The smoothed regression fits (Figure 6) further emphasise these relationships - the TPC–DPPH relation trend showed a nearly linear fit across the observed range, with a tendency toward stronger activity at higher phenolic concentrations, whereas TAC displayed greater dispersion and wider confidence intervals, particularly at intermediate values. Density plots along the diagonal (Figure 6) highlight that freeze-dried samples exhibited a broader distribution of both TPC and DPPH values, consistent with their higher correlation strength, while vacuum- and conventionally dried samples clustered more tightly. These findings suggest that while anthocyanins contribute to antioxidant activity, the potential of total phenolics is a more important and more consistent contributor. Thus, phenolic content as a whole, rather than anthocyanin concentration alone, appears to drive the radical-scavenging properties of the studied material, with processing method influencing the magnitude of the effect but not the overall pattern of association.

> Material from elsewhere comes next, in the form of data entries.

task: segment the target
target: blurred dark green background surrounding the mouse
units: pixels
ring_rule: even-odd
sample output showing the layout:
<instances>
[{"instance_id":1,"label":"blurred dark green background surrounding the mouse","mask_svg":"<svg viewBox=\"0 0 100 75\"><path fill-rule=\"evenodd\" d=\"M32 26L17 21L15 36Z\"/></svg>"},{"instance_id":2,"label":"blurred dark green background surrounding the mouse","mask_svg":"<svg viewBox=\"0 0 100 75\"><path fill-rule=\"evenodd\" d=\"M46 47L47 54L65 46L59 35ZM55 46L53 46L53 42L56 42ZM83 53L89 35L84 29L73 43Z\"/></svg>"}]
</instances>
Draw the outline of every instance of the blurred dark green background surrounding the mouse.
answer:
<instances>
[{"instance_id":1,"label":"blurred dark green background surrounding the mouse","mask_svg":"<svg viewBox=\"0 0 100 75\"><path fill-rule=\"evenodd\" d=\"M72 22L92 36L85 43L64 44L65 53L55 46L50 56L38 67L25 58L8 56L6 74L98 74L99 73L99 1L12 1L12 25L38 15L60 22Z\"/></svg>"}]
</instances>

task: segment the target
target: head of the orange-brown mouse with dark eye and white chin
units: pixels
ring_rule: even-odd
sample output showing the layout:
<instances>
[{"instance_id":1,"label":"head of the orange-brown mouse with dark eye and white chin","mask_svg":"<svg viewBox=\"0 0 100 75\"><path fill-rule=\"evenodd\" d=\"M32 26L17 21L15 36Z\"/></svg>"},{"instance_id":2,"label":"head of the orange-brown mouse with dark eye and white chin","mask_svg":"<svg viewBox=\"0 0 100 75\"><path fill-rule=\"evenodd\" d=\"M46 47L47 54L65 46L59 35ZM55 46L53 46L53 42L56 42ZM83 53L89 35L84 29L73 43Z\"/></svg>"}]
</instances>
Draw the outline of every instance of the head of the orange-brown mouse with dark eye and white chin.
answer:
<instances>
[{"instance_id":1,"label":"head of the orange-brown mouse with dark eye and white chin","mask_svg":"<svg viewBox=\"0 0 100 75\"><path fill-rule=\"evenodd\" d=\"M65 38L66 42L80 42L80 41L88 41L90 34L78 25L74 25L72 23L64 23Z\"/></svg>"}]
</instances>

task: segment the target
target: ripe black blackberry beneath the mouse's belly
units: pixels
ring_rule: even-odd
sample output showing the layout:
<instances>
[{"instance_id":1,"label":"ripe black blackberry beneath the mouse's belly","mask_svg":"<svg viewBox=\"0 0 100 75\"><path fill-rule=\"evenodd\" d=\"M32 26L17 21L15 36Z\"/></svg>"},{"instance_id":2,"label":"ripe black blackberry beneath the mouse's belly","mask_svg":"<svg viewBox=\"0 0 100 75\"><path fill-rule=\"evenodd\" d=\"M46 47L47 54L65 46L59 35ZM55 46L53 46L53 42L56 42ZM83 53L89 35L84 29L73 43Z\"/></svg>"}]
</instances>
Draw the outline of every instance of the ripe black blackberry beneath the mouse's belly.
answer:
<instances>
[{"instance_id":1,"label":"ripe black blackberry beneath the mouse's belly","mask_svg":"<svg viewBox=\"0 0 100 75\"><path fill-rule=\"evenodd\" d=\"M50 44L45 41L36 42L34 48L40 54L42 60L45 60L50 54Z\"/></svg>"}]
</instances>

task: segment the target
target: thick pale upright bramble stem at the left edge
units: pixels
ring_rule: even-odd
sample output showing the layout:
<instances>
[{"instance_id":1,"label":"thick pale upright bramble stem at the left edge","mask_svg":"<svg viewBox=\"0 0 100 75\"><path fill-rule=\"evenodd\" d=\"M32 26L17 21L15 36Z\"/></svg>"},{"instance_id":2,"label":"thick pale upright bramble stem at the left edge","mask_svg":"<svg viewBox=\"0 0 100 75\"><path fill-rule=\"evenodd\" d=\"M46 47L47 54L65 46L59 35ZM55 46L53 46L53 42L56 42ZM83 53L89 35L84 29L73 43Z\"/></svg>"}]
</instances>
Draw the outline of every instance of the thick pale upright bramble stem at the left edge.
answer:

Analysis of individual anthocyanin profiles revealed that certain structures were markedly more sensitive to thermal degradation than others (Table 2). Across all berries and drying methods, 24 individual anthocyanins were found. Cyanidin 3-O-sambubioside showed the highest mean reduction (54.2%), indicating exceptional thermal lability. Similarly, cyanidin 3,5-O-diglucoside and cyanidin 3-O-sophoroside were highly degraded (41.9 and 35.1% on average, respectively), with only marginal differences between conventional (C) and vacuum (V) drying (Table 2). By contrast, rutinoside derivatives such as cyanidin 3-O-rutinoside displayed much lower reductions (19.8% under C, 16.0% under V), suggesting greater structural resilience to both heat and oxygen exposure. A compilation of chromatograms of the analysed blackcurrant shows the reduction in differently dried berry press residue anthocyanin profiles (Figure 7).

A consistent pattern emerged in which rutinosylated and glucosylated forms (e.g., cyanidin 3-O-rutinoside, delphinidin 3-O-glucoside, malvidin 3-O-glucoside) were comparatively stable, typically showing 18–30% reduction, whereas diglucosides and sambubiosides were markedly less stable, with 40–60% losses (Table 2). This structural trend suggests that acylation or rutinosylation may confer protection against heat-driven cleavage and oxidative breakdown, whereas more labile linkages (e.g., sophoroside and sambubioside groups) are especially vulnerable.

When comparing drying methods, vacuum drying systematically was able to avoid anthocyanin loss across almost all analysed anthocyanins and samples, although the magnitude varied. For instance, cyanidin 3-O-arabinoside decreased by 38.5% under conventional drying but only 25.1% under vacuum, while delphinidin 3-O-galactoside dropped from 37.0% (C) to 23.9% (V) (Table 2). However, for compounds already highly unstable (e.g., cyanidin 3-O-sambubioside), the protective effect of vacuum was limited, with degradation remaining high under both drying methods (59.1% vs. 49.3%) (Table 2).

Together, these findings highlight that anthocyanin degradation is not uniform across berry matrices but strongly influenced by the molecular structure of individual anthocyanins. Glycosylation pattern appears to be a major determinant of thermal stability, with rutinosides and simple glucosides showing the greatest resilience, while sambubiosides and diglucosides are disproportionately degraded. These trends provide novel insight into structure–stability relationships of anthocyanins during drying, underscoring the importance of considering individual anthocyanin chemistry, in addition to total anthocyanin content, when evaluating the nutritional and functional quality of processed berry products.